(Corrects “above” to “below” in 14th paragraph.)
The winter storm that cut electricity to more than half a million customers across the South and grounded 10,000 flights this week turned its power on the U.S. Northeast, bringing heavy snow from Virginia to Maine.
In Washington, 11 inches (28 centimeters) were reported at American International College, said Carl Erickson, a meteorologist at AccuWeather Inc. in State College, Pennsylvania. New York’s Central Park had 9.5 inches by 10:45 a.m. and 12 inches were on the ground in Fort Lee, New Jersey, the National Weather Service said.
At least 14 deaths were blamed on the system as it moved out of the Deep South, the Associated Press reported.
Related: Weather Cancels Most Flights Since Sandy
The storm “is going to continue to deepen and strengthen as the day goes on and the snow will expand up through the Boston area up to Maine,” Erickson said. “It looks like there will be a very large swath of 6 to 12 inches from Virginia to Maine.”
The storm contributed to 10,681 flights being canceled across the U.S. in the past three days, said FlightAware, a Houston-based airline tracking service. As of noon New York time, 5,883 flights were scrubbed today.
More than two-thirds of all trips from Washington’s Reagan National Airport were called off, as well as at least half at New York’s LaGuardia, the company said. US Airways, a unit of American Airlines Group Inc. (AAL:US), canceled all flights into Charlotte, North Carolina, for the rest of the day.

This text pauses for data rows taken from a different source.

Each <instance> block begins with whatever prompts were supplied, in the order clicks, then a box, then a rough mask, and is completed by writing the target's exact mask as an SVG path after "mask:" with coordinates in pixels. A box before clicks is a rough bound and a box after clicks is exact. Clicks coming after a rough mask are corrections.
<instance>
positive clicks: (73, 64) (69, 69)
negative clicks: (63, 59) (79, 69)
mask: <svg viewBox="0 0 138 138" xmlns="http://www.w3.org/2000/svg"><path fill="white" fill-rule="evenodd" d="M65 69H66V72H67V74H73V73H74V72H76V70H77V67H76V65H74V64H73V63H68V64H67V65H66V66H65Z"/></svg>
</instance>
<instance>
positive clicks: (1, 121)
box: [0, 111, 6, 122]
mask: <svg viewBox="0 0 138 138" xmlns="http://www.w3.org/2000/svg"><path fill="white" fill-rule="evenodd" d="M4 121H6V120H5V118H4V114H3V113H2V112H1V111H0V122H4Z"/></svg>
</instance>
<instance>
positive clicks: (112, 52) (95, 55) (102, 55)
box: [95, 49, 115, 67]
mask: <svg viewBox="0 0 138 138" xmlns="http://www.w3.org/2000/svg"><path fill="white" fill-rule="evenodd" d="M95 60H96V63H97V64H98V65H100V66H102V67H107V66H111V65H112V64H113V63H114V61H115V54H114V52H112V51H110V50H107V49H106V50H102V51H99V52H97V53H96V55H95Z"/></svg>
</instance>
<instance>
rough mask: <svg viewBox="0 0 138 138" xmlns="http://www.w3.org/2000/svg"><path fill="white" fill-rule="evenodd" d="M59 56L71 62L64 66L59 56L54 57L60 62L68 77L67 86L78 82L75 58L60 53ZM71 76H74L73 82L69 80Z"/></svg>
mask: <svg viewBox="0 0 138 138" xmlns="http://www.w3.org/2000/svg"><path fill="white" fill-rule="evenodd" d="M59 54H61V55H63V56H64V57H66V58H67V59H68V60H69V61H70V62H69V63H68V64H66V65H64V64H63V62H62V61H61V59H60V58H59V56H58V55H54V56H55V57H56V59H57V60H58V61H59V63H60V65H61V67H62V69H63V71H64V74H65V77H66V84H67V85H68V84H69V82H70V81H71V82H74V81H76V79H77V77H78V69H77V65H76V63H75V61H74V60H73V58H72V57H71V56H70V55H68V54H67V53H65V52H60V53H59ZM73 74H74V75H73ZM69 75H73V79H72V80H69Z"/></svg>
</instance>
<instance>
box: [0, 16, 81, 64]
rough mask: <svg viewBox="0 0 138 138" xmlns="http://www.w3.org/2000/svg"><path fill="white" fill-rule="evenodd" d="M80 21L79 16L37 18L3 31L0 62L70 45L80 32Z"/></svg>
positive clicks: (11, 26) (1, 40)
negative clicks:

About 610,000 homes and businesses from Arkansas to New Jersey were without power as of 11:30 a.m. New York time, according to utility websites. More than half were in North Carolina and South Carolina. New Jersey and New York utilities reported about 6,000 customers blacked out.
Heavy snow fell in New York, where the weather service increased its forecast to 10 to 16 inches from 8 to 12. The snow was expected to change to sleet and rain later today before beginning again tonight, said Joey Picca, a weather service meteorologist in Upton, New York.
Across western Connecticut, 20 inches may fall and northern New Jersey could get 17, the weather service said.
“We’re looking for more snow to come across the area late this afternoon into the evening and that would give us another few inches,” Picca said.
New York Governor Andrew Cuomo declared a state of emergency for New York City, Long Island and the mid-Hudson Valley. He didn’t close roads, as he has done in previous storms, though he urged motorists to stay off them and said there may be shutdowns later.
Cuomo warned residents not to get complacent because of this winter’s frequent snowfalls.
“Don’t get cocky about it, don’t take it casually because any one of them could generate a loss of life,” Cuomo said on a conference call with reporters. “These storms are more frequent and they’re more ferocious.”
New York has had eight days this season with a snowfall of 3 inches or more, the most since 1960-61, according to Weather 2000 Inc. It has also had the most days with maximum temperatures below 32 degrees Fahrenheit (zero Celsius).
The snow even shut down the Heraeus Precious Metals Management gold refinery in Newark, New Jersey.
Baltimore Washington International Thurgood Marshall Airport reported 12.3 inches, Erickson said. More than 8 inches fell in Washington, while Philadelphia reported 8.8.
Government offices in Washington closed, and classes were canceled in Philadelphia and Washington.
The South is struggling to recover from snow and ice that has been falling there for the past two days. As of 9 a.m., 19 inches were reported in Cherry Grove, West Virginia, 18 in Winchester, Virginia, and 15 in Saluda, North Carolina, according to the U.S. Weather Prediction Center.
A half-inch or more of ice fell across a wide area of central Georgia, including in Augusta and Marietta, the center said. Three inches coated Forest Acres, South Carolina, where the state asked people not to drive until the storm passes.
A half-inch of ice is all that’s needed to bring down a power line, said Rob Carolan, owner of Hometown Forecast Services Inc. in Nashua, New Hampshire.
The precipitation “is starting to wind down over the Southeast,” Carolan said, and should improve starting tomorrow.
The storm also prompted warnings across eastern Canada from Quebec to Nova Scotia and Newfoundland, according to Environment Canada. Parts of eastern Quebec may get as much as 20 inches of snow, the weather agency said.
After the system pulls away from the Northeast tomorrow, there is a chance a smaller storm could bring an additional 1 to 3 inches from North Carolina to Washington in two days, Erickson said.